On 15th November, Manoharan Anushmitha (age 17) of Aathisoody Road, Jaffna and Soosaiyappu Arulappu Imelda (age 17) of Colombogami were abducted by the LTTE. About the same day, Selvam (age 10) of Poovakarai in Thambatty, Visakhan Jeevithan (age 22) and Kalaichelvi (age 18), both of Rasagramam, Karavetty were abducted by the LTTE (EPDP News).

EPDP News reported that around 25th November, in Kalmunai, a 13-year old girl was abducted by the LTTE, and her mother S. Felestina had complained to the Kalmunai Police and the Sri Lanka Monitoring Mission.

 

On making inquiries, we received information of possibly a different case. Jesila, a young girl of 15 or less from Kurunthaiady, Ward 1 Kalmunai was in love with 18 year old Sivanath, a man with LTTE links, from the same area. On 25th November 2003, Sivanath ran away with Jesila to his maternal grandmother's in Kurumanveli, near Kaluvanchikudy, Batticaloa District. Sivanath in the meantime attached himself to the LTTE's Kurumanveli office. On hearing about this, Jesila's mother Sarojini set off to Kurumanveli. Sivanath then shifted the girl to the LTTE's Kiran office. Sarojini later returned to Kalmunai without her daughter. What she gathered was that from Kiran, had been taken to the LTTE's training camps in the interior.

EPDP News (1 Dec.03) reported that on 29.11.2003, the LTTE abducted 13-year old Selvamathy Subadra from her home at No.65, 8th Lane, Nelukulam, Vavuniya. She is a student of Vavuniya Vipulananda Maha Vidyalayam, and is the daughter of Pushparajah and Saraswathy. (The reference appeared to be to two girls Selvamathy and Subadra.)

 

Upon making inquiries about this case, we learnt from another source that LTTE women went to Pandarikulam Vipulananda Girls' School in Vavuniya on the Leader's birthday, 26th November, and abducted several girls from Grade 8. The mothers of the girls then went to the LTTE women's camp at Kurumankadu and demanded their children. The LTTE women denied having conscripted the girls. The mothers then talked to Elilan, the political wing head in Vavuniya, who too denied the LTTE having anything to do with it. They subsequently went to the SLMM, after whose forceful intervention Puvaneswaran Selvamathy (14) and Rajanayagam Niruja (14) were released. According to sources in the area at least 13 children were taken that day from various schools and the actual position may not be known until the schools reopen in January.

 

Arumugam Bhavani (24) of East St., Thurainilavanai 7 south of Batticaloa was abducted by LTTE women on 15th November.
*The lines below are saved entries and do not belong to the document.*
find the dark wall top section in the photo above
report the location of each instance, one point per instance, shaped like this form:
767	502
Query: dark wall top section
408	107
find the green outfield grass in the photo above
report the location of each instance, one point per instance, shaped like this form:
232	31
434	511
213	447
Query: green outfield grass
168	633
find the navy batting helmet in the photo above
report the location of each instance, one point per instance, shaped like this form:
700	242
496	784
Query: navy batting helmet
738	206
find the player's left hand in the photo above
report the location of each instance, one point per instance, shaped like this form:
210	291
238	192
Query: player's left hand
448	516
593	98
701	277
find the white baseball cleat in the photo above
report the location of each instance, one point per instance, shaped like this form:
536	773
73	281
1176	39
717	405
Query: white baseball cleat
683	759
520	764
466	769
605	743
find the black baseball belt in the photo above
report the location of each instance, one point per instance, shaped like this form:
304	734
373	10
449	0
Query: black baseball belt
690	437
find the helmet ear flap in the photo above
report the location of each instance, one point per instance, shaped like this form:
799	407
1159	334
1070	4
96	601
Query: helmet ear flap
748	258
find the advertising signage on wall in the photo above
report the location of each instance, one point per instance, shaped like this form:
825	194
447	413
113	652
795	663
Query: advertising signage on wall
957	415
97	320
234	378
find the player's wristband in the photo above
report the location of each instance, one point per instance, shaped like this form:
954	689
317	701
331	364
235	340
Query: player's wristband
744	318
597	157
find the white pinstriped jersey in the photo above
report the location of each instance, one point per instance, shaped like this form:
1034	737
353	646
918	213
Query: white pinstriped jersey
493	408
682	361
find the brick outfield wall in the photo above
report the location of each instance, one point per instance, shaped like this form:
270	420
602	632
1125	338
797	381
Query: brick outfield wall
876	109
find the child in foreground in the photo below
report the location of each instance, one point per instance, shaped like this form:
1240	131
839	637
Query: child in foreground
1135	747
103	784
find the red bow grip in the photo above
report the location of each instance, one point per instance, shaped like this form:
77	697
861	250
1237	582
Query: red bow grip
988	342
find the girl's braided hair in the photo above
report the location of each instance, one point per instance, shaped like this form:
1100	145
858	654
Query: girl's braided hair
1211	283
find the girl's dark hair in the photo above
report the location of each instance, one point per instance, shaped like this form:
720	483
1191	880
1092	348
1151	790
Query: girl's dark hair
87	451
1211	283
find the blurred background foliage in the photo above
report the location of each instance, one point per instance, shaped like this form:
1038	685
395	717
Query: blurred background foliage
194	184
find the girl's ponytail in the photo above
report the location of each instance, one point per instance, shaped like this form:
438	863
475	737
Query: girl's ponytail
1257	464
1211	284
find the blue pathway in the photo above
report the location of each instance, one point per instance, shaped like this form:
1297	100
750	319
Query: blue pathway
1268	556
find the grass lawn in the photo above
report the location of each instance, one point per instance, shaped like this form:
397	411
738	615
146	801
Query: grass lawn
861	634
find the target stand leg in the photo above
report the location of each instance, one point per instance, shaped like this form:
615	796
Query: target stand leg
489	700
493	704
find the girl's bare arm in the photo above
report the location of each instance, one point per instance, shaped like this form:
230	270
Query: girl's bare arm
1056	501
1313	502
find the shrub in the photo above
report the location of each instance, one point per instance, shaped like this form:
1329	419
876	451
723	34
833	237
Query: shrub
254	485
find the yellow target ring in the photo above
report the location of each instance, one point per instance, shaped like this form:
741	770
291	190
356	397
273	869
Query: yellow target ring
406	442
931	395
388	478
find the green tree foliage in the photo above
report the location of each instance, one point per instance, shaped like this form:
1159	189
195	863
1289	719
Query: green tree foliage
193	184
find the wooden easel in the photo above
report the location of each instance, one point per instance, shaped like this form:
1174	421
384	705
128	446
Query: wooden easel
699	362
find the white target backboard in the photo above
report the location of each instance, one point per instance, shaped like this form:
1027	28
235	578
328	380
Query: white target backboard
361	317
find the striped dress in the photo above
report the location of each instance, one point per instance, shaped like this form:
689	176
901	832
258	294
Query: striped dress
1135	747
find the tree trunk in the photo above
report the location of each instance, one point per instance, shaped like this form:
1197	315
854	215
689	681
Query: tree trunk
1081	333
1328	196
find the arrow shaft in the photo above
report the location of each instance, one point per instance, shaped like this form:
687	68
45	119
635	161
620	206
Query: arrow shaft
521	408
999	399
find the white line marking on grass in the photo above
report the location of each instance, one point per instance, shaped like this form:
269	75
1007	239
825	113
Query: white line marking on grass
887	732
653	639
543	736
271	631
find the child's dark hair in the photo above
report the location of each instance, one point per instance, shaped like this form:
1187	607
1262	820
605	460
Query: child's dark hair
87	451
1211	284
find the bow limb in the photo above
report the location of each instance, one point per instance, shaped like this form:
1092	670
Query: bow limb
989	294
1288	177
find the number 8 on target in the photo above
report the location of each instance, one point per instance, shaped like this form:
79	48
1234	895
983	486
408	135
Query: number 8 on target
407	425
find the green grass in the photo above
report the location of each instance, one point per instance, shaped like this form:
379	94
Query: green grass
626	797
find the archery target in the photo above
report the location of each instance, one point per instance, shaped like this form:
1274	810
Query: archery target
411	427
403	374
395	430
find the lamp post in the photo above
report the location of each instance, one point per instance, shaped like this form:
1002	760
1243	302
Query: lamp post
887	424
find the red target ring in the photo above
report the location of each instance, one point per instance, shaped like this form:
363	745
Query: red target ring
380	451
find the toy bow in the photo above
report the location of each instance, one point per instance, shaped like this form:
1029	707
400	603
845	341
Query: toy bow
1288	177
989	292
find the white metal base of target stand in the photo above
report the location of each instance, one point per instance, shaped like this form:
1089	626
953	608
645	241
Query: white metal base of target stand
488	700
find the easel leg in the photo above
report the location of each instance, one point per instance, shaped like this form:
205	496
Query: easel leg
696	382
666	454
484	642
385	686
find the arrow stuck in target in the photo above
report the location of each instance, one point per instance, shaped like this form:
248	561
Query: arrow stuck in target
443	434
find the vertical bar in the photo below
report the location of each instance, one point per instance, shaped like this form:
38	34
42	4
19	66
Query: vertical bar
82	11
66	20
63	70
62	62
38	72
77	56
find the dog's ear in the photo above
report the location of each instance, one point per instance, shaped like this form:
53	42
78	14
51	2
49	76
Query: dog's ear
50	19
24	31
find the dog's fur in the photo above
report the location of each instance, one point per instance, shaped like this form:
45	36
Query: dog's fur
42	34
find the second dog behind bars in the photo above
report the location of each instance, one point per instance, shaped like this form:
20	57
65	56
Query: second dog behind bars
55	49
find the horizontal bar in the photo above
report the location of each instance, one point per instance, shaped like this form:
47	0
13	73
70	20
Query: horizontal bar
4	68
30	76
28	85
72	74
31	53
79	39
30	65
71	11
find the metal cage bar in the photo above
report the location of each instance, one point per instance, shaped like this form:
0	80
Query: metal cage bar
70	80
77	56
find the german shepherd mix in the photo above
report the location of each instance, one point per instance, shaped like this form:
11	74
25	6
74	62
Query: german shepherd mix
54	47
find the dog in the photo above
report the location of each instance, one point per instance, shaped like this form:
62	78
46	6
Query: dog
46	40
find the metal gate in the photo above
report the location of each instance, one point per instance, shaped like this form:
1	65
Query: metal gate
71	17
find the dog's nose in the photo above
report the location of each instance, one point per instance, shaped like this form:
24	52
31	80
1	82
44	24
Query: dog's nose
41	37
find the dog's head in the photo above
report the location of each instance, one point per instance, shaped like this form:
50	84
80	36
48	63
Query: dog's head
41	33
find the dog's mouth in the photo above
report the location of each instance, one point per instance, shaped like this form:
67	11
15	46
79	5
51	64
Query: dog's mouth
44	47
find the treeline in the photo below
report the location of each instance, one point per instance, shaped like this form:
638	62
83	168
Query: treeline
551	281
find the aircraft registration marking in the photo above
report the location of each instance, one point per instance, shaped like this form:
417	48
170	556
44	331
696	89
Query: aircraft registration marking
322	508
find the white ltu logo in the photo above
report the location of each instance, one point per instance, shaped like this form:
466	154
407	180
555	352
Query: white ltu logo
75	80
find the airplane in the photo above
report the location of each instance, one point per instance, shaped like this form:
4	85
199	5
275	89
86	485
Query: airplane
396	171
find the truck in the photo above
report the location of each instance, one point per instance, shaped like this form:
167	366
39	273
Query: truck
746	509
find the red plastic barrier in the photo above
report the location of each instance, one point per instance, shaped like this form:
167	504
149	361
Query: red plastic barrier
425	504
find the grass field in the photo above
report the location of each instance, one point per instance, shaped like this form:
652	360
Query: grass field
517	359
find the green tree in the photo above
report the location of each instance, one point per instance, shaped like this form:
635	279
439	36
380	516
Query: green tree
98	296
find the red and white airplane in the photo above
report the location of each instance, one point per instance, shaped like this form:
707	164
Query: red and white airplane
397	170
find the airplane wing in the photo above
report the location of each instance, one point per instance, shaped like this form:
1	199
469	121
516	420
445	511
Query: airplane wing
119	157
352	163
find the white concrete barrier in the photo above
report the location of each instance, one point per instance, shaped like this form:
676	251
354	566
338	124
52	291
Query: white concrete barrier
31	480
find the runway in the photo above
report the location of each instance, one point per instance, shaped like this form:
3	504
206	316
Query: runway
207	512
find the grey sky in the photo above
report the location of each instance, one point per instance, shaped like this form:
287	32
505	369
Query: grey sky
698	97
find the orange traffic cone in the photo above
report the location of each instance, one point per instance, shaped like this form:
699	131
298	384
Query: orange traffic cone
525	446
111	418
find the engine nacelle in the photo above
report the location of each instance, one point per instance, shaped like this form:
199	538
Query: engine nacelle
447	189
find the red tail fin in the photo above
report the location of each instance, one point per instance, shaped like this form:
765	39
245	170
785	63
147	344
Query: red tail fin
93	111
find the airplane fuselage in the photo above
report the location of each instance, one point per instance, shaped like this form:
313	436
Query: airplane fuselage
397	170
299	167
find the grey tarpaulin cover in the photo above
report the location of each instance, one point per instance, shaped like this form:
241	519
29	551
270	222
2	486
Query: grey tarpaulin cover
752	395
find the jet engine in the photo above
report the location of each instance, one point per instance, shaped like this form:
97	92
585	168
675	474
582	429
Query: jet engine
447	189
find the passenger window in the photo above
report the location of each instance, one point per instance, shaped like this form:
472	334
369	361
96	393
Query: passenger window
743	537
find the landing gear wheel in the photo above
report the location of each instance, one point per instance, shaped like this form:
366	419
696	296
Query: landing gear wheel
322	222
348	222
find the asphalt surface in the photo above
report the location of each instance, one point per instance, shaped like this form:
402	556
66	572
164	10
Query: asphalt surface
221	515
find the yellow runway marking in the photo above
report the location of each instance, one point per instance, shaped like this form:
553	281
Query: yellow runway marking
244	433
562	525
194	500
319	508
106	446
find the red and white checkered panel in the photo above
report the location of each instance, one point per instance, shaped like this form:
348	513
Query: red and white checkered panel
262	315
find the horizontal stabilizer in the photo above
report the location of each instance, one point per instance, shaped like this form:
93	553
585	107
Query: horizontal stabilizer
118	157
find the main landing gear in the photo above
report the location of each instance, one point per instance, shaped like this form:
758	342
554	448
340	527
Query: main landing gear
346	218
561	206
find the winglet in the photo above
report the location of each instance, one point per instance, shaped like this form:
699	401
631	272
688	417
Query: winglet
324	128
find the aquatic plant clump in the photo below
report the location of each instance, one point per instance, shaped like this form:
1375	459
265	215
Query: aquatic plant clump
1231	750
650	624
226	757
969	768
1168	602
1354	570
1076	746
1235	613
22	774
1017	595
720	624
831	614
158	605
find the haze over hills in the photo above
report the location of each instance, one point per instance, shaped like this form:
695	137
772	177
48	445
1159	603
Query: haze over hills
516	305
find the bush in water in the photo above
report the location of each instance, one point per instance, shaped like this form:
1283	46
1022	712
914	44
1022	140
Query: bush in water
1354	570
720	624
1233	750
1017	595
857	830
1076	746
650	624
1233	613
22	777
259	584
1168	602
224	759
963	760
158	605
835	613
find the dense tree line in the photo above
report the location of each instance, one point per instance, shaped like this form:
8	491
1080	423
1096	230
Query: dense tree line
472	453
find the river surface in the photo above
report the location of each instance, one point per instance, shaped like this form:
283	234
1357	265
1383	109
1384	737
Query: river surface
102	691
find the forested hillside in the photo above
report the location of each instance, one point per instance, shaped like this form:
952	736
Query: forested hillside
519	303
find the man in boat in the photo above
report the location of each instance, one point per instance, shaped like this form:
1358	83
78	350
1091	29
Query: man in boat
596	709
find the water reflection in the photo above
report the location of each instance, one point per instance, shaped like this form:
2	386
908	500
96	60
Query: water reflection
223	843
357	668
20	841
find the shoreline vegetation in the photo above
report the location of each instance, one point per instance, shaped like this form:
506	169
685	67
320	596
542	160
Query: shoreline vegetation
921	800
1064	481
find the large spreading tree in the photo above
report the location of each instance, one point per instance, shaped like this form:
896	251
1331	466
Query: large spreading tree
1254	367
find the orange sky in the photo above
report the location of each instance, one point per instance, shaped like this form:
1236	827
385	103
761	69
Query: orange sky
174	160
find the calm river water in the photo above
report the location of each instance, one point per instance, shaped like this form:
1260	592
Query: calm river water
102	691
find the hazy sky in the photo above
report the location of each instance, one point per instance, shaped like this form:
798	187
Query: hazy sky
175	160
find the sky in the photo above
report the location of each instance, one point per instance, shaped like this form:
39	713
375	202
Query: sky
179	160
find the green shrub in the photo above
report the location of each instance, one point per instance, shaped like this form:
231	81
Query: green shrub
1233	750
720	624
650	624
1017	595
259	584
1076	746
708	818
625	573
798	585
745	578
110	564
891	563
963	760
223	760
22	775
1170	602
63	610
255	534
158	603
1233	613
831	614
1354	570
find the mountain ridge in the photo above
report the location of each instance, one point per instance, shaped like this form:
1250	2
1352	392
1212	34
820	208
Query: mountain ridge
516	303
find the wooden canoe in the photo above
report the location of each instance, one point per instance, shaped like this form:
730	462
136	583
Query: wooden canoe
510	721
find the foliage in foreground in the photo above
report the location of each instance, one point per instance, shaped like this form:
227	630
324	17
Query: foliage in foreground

She was taken to Kiran in connection with the Leader’s birthday and Martyrs’ Day celebration and made her escape on 26th November.

 

* The University Teachers for Human Rights (Jaffna) (UTHR(J)) was formed in 1988 at the University of Jaffna, as part of the national organisation University Teachers for Human Rights. Its public activities as a constituent part of university life came to a standstill following the murder of Dr. Rajani Thiranagama, a key founding member, on 21st September 1989. During the course of 1990 the others who identified openly with the UTHR(J) were forced to leave Jaffna. It continues to function as an organisation upholding the founding spirit of the UTHR(J) with it original aims: to challenge the external and internal terror engulfing the Tamil community as a whole through making the perpetrators accountable, and to create space for humanising the social & political spheres relating to the life of our community. The UTHR(J) is not at present functioning in the University of Jaffna in the manner it did in its early life for reasons well understood.